The 67-year-old often set up his drum kit at parks across the Wasatch Front before the coronavirus. But since losing work as a result of COVID-19, he’s found even more time to play. Early Saturday, he staked out a spot near the pond at Liberty Park.

“It’s fun to entertain people and spend a few hours,” he said. “It’s good practice” — and it also provides an opportunity to lighten the spirits of people who may be struggling during the pandemic.

“I’ve had a lot of people approach me and thank me, just thank me over and over,” he said.

During the peak of the coronavirus pandemic, parks provided one of the last places people could go to get out of the house, aside from the grocery store, as restaurants, gyms, malls and other public gathering places shuttered their doors to defend from the virus.

Most of the state is now operating under the “yellow” guidance level, which allows gatherings of up to 50 people, club and youth sports to practice and play games and all businesses to open if they take reasonable precautions, such as social distancing and encouraging use of face masks when staying 6 feet apart is difficult.

Salt Lake City is one of several communities that currently remains under more strict guidelines at the moderate-risk or “orange” level of coronavirus risk — a list that also includes West Valley City, Grand County and Mexican Hat and Bluff in San Juan County.

Despite the increased sense of pre-pandemic normalcy, state health officials reported the highest daily increase in cases Saturday since the pandemic came to Utah with 203 new confirmed diagnoses of the virus.
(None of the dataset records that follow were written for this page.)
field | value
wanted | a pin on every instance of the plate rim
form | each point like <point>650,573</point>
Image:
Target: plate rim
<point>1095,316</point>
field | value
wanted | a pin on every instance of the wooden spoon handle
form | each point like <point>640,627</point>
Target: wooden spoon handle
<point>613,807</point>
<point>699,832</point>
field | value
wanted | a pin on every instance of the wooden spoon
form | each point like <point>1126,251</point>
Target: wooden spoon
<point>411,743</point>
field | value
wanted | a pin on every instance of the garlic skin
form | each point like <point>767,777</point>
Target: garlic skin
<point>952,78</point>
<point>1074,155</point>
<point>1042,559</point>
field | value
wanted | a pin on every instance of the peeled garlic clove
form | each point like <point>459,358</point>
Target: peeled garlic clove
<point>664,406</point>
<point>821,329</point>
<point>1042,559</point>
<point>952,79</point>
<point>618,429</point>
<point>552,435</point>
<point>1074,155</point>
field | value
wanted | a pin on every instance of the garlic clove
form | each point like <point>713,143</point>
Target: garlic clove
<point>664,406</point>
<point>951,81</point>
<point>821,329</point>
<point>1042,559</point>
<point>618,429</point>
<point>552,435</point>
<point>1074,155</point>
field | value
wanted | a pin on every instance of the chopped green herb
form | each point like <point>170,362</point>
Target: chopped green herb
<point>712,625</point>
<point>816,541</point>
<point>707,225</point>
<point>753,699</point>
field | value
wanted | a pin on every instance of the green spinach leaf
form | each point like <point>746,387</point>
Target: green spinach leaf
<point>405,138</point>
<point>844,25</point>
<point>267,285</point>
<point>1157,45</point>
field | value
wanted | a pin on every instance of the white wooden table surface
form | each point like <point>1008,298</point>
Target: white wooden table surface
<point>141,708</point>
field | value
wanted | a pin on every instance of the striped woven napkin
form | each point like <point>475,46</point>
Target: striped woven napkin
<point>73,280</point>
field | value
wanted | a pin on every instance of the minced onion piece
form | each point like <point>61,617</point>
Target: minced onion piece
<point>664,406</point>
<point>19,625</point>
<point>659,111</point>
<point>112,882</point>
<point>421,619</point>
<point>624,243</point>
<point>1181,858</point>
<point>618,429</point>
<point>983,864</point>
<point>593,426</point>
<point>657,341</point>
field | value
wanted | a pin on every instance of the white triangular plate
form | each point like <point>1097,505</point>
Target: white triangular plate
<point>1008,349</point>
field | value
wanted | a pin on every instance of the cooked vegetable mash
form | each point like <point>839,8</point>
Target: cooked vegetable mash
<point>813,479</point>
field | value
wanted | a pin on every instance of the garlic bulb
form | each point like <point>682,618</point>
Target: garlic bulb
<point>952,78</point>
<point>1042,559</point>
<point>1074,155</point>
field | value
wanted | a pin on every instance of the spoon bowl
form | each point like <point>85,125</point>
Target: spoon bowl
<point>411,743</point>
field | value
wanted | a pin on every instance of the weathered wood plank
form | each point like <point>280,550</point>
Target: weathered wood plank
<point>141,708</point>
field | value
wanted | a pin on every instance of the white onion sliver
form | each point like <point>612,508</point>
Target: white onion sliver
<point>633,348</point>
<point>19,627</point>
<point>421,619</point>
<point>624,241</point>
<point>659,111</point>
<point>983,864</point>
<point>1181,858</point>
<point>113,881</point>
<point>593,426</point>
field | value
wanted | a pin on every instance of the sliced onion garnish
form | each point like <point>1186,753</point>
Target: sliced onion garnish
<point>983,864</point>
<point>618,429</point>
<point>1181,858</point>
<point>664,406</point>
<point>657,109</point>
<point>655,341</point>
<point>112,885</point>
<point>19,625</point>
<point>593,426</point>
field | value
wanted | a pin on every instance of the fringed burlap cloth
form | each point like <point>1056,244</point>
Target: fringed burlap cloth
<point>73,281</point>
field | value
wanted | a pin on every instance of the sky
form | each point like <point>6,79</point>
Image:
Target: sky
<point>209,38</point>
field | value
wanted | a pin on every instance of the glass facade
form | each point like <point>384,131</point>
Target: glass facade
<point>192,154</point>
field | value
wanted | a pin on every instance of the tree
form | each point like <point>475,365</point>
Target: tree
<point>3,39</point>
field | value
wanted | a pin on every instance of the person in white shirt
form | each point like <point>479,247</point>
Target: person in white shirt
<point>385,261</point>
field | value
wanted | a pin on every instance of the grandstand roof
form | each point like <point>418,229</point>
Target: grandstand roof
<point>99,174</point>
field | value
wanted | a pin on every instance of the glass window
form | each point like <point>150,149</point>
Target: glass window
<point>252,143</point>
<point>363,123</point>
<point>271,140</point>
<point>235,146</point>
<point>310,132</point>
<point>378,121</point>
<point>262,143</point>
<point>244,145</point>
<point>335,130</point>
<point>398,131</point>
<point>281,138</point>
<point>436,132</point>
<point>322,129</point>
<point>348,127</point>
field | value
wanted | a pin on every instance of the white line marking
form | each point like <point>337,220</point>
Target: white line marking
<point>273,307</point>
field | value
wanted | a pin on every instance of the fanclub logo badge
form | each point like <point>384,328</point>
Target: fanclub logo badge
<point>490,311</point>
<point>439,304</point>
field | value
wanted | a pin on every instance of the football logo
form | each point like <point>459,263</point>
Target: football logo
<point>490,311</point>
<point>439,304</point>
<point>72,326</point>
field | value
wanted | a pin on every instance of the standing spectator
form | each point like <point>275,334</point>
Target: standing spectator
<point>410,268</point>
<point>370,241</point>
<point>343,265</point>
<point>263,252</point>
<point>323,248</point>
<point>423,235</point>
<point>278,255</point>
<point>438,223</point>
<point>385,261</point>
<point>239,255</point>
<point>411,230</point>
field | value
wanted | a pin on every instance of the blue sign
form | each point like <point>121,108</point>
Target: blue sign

That brings the total number of cases to 8,260 — a rise of 2.5% since Friday.

More than half of the state’s 8,200 coronavirus cases, or 4,898 of them, are considered “recovered," meaning the person who contracted the illness has survived for three weeks following a diagnosis for COVID-19.

Also on Saturday, the state reported that four more Utahns had died from the coronavirus, bringing the state’s death toll from the pandemic to 97.

Three of the deaths announced Saturday were women and Salt Lake County residents. One of them was older than 85 and a resident at a long-term care facility. The other two were between the ages of 65 and 84 and one of them was also resident of a long-term care facility, according to details provided by the state health department.

The fourth death was a Utah County man between the ages of 65-84 years old.

Because the risk of the coronavirus remains, Salt Lake City leaders continue to encourage visitors at public parks to maintain 6 feet of distance or more between people outside of their households.

Most restrooms and drinking fountains remain closed, as are skate parks, playground equipment and fitness equipment areas. All facility rentals, including pavilion and wedding reservations, have been canceled. Organized activities like the Warrior Strength’s fitness classes are allowed only as long as participants are able to remain at least 10 feet away from one another.

Still, Saturday afternoons at the park will go on much as they always have. And for Salt Lake City Parks and Public Lands Director Kristin Riker, the increased visitation is a reflection of the value those spaces hold.

“We kind of forget how important parks are to our community and to having mental health and physical health and how important it is for all of us to be able to go outside and be in a green space where there are other people,” she said in an interview early last month.

“It’s been really fun to see” how many people are enjoying them, Riker said.